3. Inappropriate recurrent behaviors to compensate and prevent weight gain after binge eating episodes such as vomiting, use of laxatives, increased physical exercise or fasting.
4. An average of 2 episodes of voracious eating per week for a minimum of 3 months.
5. Self-esteem excessively influenced by weight and silhouette.
6. The disorder does not occur exclusively during episodes of AN.

Purgative type: The person usually self-induces vomiting or abuses laxatives and / or diuretics to prevent weight gain.
Non-purgative type: The person uses other compensatory, non-purgative behaviors such as fasting or excessive exercise but does not induce vomiting or abuse laxatives and / or diuretics.

Binge eating disorder (DSM-IV)

1. Repetitive episodes of compulsive overeating (binge eating).
A binge is characterized by:
to.

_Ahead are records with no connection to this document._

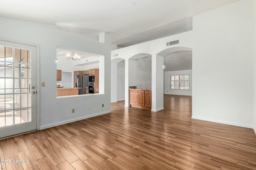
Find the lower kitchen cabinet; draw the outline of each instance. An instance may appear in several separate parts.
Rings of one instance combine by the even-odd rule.
[[[138,105],[138,90],[130,90],[130,104],[131,105]]]

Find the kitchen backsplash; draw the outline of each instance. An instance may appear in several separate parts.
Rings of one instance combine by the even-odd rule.
[[[137,88],[137,86],[129,86],[129,88],[133,88],[133,89],[136,89]]]

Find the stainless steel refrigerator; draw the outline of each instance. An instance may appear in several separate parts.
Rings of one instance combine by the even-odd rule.
[[[78,94],[85,94],[85,87],[88,86],[89,76],[88,75],[77,75],[76,77],[76,87],[81,88],[78,89]]]

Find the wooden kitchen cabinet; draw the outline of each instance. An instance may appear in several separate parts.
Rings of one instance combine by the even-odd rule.
[[[130,90],[130,104],[131,107],[151,109],[151,90]]]
[[[145,90],[145,106],[151,108],[151,90]]]
[[[82,74],[84,75],[89,75],[89,70],[85,70],[83,71],[83,72]]]
[[[139,90],[139,106],[145,106],[145,93],[144,90]]]
[[[98,68],[92,68],[89,70],[89,75],[93,76],[95,74],[95,70],[99,69]]]
[[[61,80],[61,70],[57,70],[57,80]]]

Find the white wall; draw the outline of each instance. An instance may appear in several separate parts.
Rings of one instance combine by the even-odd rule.
[[[137,61],[129,60],[129,86],[137,86]]]
[[[253,1],[253,11],[254,11],[254,42],[253,46],[254,50],[254,132],[256,133],[256,48],[255,47],[256,45],[256,1]]]
[[[90,69],[93,68],[100,68],[98,62],[97,62],[96,63],[88,64],[83,66],[81,66],[80,70],[81,71],[83,71],[84,70],[88,70]]]
[[[158,111],[162,109],[163,85],[162,92],[158,87],[163,84],[160,69],[163,63],[156,60],[156,54],[172,47],[192,48],[192,118],[252,128],[253,2],[242,0],[196,16],[192,31],[112,51],[126,60],[125,106],[129,106],[132,74],[126,68],[132,64],[126,62],[129,58],[140,53],[152,55],[152,111]],[[166,46],[177,39],[179,44]],[[240,83],[238,77],[246,83]]]
[[[117,63],[117,100],[118,101],[124,100],[125,66],[125,63],[124,61]]]
[[[193,17],[192,118],[252,127],[252,2]]]
[[[170,89],[170,75],[189,74],[189,90]],[[164,94],[176,95],[192,96],[192,70],[164,72]]]
[[[152,64],[151,57],[146,57],[137,61],[137,88],[151,89]]]
[[[57,30],[56,25],[0,18],[0,39],[38,45],[40,77],[37,87],[40,104],[40,129],[50,127],[110,112],[110,67],[106,66],[104,94],[70,97],[56,97],[56,47],[104,56],[106,66],[110,65],[111,44],[104,44]],[[63,69],[64,70],[64,69]],[[45,87],[39,86],[45,82]],[[102,107],[102,104],[104,107]],[[90,109],[84,109],[90,106]],[[75,113],[72,114],[73,108]]]

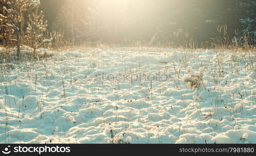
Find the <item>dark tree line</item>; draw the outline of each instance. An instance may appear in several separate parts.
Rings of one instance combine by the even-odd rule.
[[[255,38],[255,0],[41,0],[40,2],[39,9],[48,21],[48,32],[62,31],[64,38],[69,40],[101,41],[121,44],[133,41],[148,42],[153,36],[154,44],[193,39],[200,45],[211,40],[210,38],[219,37],[225,27],[231,40],[234,36],[239,40],[245,35],[251,41]]]

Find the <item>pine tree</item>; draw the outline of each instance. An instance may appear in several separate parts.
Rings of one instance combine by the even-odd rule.
[[[29,10],[38,8],[39,0],[2,0],[4,6],[3,13],[0,14],[2,25],[13,32],[16,39],[9,38],[16,42],[17,55],[20,55],[19,36],[24,26],[23,15]],[[6,6],[7,6],[7,7]],[[13,31],[12,30],[13,30]]]
[[[42,41],[43,33],[46,30],[47,21],[43,22],[44,16],[43,11],[38,14],[38,10],[37,9],[34,12],[28,15],[28,21],[27,22],[28,27],[26,28],[26,37],[32,41],[30,45],[34,49],[34,54],[36,56],[36,50],[46,42],[50,42],[51,40],[45,40]]]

Eating over a period of time (for example, two hours) an amount of food that is greater than what most people would eat during a similar period of time and under similar circumstances.
b. Feeling of lack of control over your intake during the binge episode (for example, feeling that you are not able to stop eating or control the amount you are eating).
2. Binge eating is associated with three (or more) of the following symptoms:
to. I eat much faster than normal.
b. Eating until you feel unpleasantly full.
c. Eating large amounts of food despite not being hungry.
d. Eating alone to hide their voracity.
and. Feeling uncomfortable with yourself, depression, or great guilt after the binge.
3. Deep discomfort when remembering binge eating.
4. An average of 2 episodes of voracious eating per week for a minimum of 6 months.
5. Binge eating is not associated with inappropriate compensatory behaviors (eg, purging, fasting, excessive physical exercise) and does not occur exclusively in the course of anorexia nervosa or bulimia nervosa.